"Nur, ayo, pulang! Udah mau Magrib." Seorang perempuan tua menghentikan aktivitas dua gadis kecil yang tengah berlarian di pasar malam dadakan.
"Iya, Mak," sahut salah satu anak itu. Ia lalu pamit pada temannya. "Nit, aku pulang dulu, ya. Nanti abis Isya ke sini lagi. Kita naik kincir itu." Nur menunjuk sebuah permainan kincir yang ada di sana.
Nita mengangguk, "Oke," jawabnya.
"Nita, kamu juga langsung pulang! Nanti mama kamu nyariin." Ijah–neneknya Nur, menyuruh kepada Nita.
"Biarin aja, Mak. Nita mau nunggu mama nyari," celetuk Nita membuat Ijah mengernyitkan kening.
"Tapi bentar lagi Magrib. Pamali anak kecil masih main di luar. Nanti ditangkep wewe gombel baru tahu, kamu." Ijah menakut-nakuti Nita. Namun, bukannya takut, gadis kecil berusia delapan tahun itu malah tertawa.
"Itu cuma ada di TV, Mak Ijah. Kata mama hantu itu nggak ada."
Ijah berdecak. Anak kecil zaman sekarang memang pandai membantah omongan orang tua.
"Ya, udah. Ayo, pulang, Nur! Biarin aja temen kamu ini di sini. Nanti mamanya juga nyari."

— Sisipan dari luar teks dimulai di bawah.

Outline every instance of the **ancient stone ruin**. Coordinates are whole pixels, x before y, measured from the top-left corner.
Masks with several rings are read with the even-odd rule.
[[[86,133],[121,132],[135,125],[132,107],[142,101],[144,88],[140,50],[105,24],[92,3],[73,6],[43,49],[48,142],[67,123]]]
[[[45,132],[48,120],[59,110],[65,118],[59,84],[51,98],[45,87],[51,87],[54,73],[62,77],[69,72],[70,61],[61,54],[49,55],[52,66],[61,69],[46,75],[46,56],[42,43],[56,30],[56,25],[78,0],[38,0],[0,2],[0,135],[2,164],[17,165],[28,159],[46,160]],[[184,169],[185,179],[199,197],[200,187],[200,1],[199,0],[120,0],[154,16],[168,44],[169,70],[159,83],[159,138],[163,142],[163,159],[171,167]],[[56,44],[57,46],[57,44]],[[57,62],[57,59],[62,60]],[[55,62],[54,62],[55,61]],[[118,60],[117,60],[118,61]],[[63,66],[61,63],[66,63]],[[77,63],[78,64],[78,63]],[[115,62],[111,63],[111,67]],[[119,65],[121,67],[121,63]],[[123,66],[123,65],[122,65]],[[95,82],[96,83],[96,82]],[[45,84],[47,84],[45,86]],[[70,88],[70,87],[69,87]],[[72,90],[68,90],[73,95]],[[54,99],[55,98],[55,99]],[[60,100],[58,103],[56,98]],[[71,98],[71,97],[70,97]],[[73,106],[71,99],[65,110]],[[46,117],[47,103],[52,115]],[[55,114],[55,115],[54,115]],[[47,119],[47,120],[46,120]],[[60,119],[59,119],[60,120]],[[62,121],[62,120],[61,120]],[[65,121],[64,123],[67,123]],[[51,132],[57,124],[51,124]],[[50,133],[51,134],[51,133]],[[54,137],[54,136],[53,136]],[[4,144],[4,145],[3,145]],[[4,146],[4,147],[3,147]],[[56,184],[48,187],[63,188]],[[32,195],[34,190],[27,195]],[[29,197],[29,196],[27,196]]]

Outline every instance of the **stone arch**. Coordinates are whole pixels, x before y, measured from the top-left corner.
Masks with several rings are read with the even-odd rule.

Nur dan Ijah pun pergi meninggalkan Nita. Suasana pasar malam itu masih sepi. Apalagi waktu petang baru mulai menghampiri. Biasanya pasar malam itu akan ramai sehabis Isya nanti. Sayup-sayup suara burung kowak malam terdengar dari kejauhan. Pertanda waktu malam akan segera datang.
Nita yang masih asyik melihat-lihat wahana permainan di pasar malam tidak memedulikan hal tersebut. Sesekali ia mencoba menaiki beberapa permainan yang belum beroperasi tanpa rasa takut.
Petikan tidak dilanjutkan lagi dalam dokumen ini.